Древняя церковь не желала делать из клириков аристократов. Выражение апостола: "труждаемся, делающе своими руками..." (I Кор. IV, 12) она понимала, по условиям своего исторического существования, как заповедь для себя. Сборник, известный под названием "Statuta ecclesiae antiqua", в 51 правиле говорит· "Клирик, как бы он ни был учен в Слове Божием, должен приобретать пропитание каким-либо ремеслом (artificium)". Правило это имело применение в жизни клириков еще до IV в. В IV в. обращали уже на него серьезное внимание: Василий Великий назначал в приходы пресвитеров не особенно даровитых и способных, но зато таких, которые приобретали себе пропитание своим трудом.

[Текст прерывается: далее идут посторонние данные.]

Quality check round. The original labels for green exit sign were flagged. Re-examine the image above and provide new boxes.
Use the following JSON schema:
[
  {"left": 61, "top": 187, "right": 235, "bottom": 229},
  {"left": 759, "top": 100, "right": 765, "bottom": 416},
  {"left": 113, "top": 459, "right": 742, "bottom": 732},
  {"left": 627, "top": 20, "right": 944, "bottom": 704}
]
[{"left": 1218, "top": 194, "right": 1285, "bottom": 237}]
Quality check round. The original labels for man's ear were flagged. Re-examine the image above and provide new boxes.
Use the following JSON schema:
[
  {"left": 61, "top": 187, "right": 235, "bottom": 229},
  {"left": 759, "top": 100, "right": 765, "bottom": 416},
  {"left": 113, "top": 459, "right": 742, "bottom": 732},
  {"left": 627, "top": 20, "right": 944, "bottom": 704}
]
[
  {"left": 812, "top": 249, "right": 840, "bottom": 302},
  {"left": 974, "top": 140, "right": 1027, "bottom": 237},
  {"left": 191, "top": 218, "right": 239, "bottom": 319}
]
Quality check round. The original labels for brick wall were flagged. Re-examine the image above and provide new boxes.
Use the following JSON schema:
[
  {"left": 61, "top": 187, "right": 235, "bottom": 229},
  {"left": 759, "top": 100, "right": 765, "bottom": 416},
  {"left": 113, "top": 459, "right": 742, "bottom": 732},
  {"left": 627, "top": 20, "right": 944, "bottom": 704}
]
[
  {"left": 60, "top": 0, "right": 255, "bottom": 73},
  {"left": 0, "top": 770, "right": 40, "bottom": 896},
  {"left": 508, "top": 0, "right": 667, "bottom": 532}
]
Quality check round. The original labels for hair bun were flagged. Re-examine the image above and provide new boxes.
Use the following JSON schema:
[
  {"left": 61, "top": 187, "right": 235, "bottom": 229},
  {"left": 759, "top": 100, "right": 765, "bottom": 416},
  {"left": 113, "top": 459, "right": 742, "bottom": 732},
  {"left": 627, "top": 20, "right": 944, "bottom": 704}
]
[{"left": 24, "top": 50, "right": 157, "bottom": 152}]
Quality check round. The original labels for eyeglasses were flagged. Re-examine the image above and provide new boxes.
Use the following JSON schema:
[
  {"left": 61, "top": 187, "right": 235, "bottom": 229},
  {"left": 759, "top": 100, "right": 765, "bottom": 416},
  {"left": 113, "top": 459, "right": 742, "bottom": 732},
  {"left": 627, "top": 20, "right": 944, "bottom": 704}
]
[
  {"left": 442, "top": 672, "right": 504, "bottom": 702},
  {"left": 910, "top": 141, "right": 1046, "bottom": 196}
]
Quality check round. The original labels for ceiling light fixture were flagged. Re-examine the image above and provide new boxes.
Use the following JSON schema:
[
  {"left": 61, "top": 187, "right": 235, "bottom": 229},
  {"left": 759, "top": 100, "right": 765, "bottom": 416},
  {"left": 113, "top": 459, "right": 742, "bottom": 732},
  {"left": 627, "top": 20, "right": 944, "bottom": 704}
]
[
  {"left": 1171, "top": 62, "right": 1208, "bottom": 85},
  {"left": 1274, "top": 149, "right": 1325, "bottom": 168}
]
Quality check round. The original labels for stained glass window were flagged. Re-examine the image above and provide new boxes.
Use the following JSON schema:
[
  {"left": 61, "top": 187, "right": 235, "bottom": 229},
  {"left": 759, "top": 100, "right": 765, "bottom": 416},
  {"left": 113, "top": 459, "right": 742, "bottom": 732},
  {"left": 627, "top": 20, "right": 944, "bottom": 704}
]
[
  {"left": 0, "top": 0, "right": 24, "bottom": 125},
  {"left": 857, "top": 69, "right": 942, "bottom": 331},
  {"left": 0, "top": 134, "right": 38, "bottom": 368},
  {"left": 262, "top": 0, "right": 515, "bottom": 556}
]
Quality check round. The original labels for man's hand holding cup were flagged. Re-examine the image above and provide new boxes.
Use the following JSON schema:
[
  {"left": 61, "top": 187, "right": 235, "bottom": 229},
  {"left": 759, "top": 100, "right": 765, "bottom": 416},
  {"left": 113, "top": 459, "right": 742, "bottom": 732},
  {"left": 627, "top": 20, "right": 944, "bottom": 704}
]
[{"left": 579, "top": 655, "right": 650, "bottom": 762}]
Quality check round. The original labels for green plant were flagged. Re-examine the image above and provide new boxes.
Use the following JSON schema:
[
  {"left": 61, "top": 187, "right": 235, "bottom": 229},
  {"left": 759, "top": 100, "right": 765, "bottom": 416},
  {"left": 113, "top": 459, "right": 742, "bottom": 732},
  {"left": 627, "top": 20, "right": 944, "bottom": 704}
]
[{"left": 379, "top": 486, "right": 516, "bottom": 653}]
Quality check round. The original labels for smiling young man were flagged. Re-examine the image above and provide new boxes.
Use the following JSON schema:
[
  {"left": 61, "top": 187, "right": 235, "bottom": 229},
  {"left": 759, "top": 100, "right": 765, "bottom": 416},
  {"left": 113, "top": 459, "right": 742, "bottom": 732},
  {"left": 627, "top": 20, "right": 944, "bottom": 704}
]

Считаясь с подобным положением, государство и в этом отношении должно было сделать льготы. Занимаясь ремеслами, земледелием, последние могли заниматься и торговлей. В 343 году император Константий освободил клириков от налогов в торговле и подтвердил эту привилегию в 353 году. Но скоро государство пришло к мысли сделать ограничения в этом отношении. На востоке император Валент совершенно отменил указанную привилегию в 364 году. В 399 году, ввиду продолжавшихся злоупотреблений, издал указ о том же Аркадий. На западе император Гратиан в 379 году издал закон, по которому в Италии и Иллири-ке духовные лица могли производить торговлю без налогов на сумму до 10 солидов, в Галии же — до 15 солидов*. Таким образом, в Галлии духовные лица беспошлинно могли производить торговый оборот на сумму 87 руб. с копейками; в общем эта льгота весьма умеренного свойства. [Валентиниан III в 452 году запретил вообще клирикам заниматься торговлей].
* При всяких переводах византийских денег надо принимать за норму солид Феодосия, равнявшийся нашим 5 руб. 81 1/4 коп. золотой монетой.
Примечания
20) Е. Kuhn, Die städtische und bürgerliche Verfassung des Römischen Reichs bis auf die Zeiten Justinians. I—II. Leipzig 1864. Ср. также J. Marquardt, Römische Staatsverwaltung. I—II. 3. Aufl. Leipzig 1884. III. 2 Aufl. Leipzig (в Handbuch der römischen Alterthümer von J. Marquardt та Th. Mommsen). (А. Б.) — 117.
21;"Да не налагают ни на кого обязательств сверх возможного" (лат.).— 122.
22) "Церковные земли уплачивают имущественный налог" (лат.).— 131.